Filipescu also sat on a 150-member executive committee and headed the PNR's Bucharest chapter, but did not hold a leading position within the party. He also did not get along very well with the Transylvanian colleagues, a sentiment that deepened in him and other former Ionescu partisans when negotiations for a merger with the left-wing Peasants' Party began. Valeriu Braniște, a political diarist and confidant of the PNR leaders, writes that Iuliu Maniu and Filipescu first clashed when the latter tried to impose Xeni as the party president. Moreover, in December 1923, Filipescu and Iorga had a publicized quarrel, which began when Iorga criticized the late Nicolae Filipescu. The incensed son threatened him with a duel. By 1924, Iorga notes, Filipescu opposed the PNR–PND fusion "for the principle of it".

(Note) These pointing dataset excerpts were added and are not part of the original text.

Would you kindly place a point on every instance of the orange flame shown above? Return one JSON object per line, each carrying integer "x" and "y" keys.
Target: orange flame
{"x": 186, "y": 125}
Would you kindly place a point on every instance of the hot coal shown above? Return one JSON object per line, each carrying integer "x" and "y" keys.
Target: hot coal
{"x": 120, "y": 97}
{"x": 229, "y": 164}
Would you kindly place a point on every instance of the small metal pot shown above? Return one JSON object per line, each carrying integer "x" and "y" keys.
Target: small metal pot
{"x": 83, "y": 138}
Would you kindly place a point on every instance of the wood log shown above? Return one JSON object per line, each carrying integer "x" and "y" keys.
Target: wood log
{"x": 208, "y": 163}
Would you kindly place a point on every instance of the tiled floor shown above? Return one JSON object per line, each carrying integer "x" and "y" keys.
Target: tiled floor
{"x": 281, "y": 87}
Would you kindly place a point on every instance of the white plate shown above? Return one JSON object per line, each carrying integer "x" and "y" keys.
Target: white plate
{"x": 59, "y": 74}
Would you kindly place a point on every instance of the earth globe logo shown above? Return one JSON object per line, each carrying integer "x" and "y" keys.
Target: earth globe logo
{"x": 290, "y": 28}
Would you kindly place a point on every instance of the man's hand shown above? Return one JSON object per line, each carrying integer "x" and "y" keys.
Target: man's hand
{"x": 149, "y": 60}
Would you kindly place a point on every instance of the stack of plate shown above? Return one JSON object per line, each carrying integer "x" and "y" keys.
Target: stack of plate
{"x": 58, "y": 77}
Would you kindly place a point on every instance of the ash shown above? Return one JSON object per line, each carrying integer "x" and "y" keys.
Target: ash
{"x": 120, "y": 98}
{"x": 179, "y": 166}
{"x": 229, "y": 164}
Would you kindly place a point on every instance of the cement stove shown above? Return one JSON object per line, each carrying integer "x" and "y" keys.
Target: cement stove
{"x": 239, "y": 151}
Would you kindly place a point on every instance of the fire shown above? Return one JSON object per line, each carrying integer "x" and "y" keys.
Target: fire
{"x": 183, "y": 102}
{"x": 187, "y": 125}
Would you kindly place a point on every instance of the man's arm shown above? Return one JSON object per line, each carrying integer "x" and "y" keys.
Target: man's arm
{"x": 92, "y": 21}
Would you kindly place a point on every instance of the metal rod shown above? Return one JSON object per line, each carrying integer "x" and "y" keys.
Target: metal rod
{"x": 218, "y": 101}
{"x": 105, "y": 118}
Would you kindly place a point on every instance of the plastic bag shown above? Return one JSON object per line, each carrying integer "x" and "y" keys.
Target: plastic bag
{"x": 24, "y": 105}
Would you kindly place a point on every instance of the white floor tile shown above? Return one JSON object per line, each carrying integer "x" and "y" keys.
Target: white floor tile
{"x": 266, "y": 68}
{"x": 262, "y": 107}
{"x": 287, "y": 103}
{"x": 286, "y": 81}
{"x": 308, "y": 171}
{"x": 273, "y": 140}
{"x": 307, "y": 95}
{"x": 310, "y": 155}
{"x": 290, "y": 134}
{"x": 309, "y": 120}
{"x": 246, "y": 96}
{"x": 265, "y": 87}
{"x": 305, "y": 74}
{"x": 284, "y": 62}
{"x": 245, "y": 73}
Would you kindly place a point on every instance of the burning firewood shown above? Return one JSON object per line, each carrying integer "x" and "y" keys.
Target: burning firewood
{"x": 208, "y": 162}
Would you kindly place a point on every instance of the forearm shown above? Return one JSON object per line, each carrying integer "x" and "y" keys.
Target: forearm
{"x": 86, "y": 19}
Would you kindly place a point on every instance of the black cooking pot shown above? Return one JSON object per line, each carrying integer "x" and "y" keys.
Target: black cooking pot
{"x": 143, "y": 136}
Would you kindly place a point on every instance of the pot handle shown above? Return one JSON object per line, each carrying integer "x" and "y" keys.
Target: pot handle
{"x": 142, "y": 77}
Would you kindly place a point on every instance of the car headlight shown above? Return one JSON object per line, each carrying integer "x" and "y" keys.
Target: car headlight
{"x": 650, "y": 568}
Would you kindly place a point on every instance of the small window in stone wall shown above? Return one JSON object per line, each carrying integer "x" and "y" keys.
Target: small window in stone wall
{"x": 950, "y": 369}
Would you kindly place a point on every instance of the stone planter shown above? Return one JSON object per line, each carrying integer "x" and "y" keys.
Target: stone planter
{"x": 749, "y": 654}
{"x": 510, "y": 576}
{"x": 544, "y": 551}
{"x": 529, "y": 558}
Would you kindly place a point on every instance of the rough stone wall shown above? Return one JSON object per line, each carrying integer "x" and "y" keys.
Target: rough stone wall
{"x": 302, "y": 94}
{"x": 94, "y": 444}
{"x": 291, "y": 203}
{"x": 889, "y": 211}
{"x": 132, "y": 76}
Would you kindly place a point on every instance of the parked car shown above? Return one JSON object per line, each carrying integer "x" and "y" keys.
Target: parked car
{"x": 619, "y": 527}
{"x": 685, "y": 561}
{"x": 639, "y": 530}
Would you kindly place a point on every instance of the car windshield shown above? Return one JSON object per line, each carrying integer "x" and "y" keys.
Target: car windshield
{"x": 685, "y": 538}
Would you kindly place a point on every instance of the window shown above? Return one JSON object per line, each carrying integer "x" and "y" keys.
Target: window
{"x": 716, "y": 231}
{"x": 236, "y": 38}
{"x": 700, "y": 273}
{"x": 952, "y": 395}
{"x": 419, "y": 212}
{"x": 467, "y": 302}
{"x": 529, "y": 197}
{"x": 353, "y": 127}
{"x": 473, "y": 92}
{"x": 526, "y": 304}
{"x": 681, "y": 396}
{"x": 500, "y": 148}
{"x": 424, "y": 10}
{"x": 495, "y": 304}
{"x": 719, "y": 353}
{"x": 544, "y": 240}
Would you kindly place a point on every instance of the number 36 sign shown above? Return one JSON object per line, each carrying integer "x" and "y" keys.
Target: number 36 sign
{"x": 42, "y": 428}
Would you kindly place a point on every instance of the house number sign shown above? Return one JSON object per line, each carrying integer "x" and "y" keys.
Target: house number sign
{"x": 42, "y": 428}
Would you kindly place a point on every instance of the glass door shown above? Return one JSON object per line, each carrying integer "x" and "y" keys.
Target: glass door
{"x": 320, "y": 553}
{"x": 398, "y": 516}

Epoca had ceased publication in August 1923, was revived in February 1926. In fact, it was Filipescu's personal newspaper and always mirrored his views. His favorite targets were the royal camarilla, in particular Queen Marie, her lover Barbu Știrbey, D. R. Ioanițescu and, when not allied with him, Maniu. Journalist Calman Blumenfeld-Scrutator argues that the PNR's disregard for Epocas attacks on Știrbey was disastrous for the party. Often friendly toward Maniu, Știrbey was persuaded to maneuver in favor of Averescu, who unexpectedly became Prime Minister in March 1926. According to a disputed account by socialist leader Constantin Titel Petrescu, in April, before the Bucharest Commune, Filipescu presented himself as the head of a "Conservative Group", which signed its own alliance pact with the Peasants' Party and the Social Democratic Party. During the by-elections of September, which witnessed a steady climb for the PNL, Filipescu openly accused Averescu of collusion and fraud.
LVȚ and Carlism
The merger with the Peasantists did take place in October 1926, giving rise to the National Peasants' Party. Filipescu and other takiști found themselves increasingly isolated, and in April 1927 defected to the PP. Speaking at a PP rally in Focșani before the campaign of 1928, he declared himself an enemy of "demagoguery", but also acknowledged that Romania was ripe for democracy. Filipescu also denounced the PNL's "dictatorship" and claimed to expose the government's incompetence. Filipescu was still focused on attacking Știrbey and the PNL's Brătianu family. However, he soon found himself at odds with Averescu, who had asked him to be lenient on Știrbey. Instead, together with his followers, Filipescu left the PP for a second and final time, in March 1929.He founded the Vlad Țepeș League in June 1929, amidst a campaign he supported to place Prince Carol, Știrbey's enemy, on the throne. As noted by one of its members, the industrialist Alfred Cerchez, the League had the Carlist agenda for a primary objective. Carol returned triumphantly in 1930, after a campaign in which Epoca represented the moderate side. Filipescu debated with the more radical Carlist Nae Ionescu, who had been harshly critical of the Romanian Regency regime. Adding to the ambiguities was that Știrbey also supported the returning king, as did Filipescu's German enemies. In late 1930, Filipescu intercepted and published a letter from the German Ambassador Gerhard von Mutius, in which the latter excoriated Epoca and defended Știrbey. Filipescu, who demanded a duel, accused von Mutius of being the agent of German revisionism.
Beyond its monarchist agenda, the LVȚ was eclectic and factionalized, including in its ranks national conservatives or fascist sympathizers such as Amos Frâncu and Gheorghe Cantacuzino-Grănicerul. Filipescu's own support for Carlism was read by Western observers as a form of right-wing extremism. Around 1930, he was referred to in the English-speaking media as a "Baby Fascist" or a Romanian replica of Adolf Hitler. However, a keen observer of foreign politics, Filipescu was a frequent critic of Benito Mussolini's Italy, which caused him to decline the post of Foreign Minister.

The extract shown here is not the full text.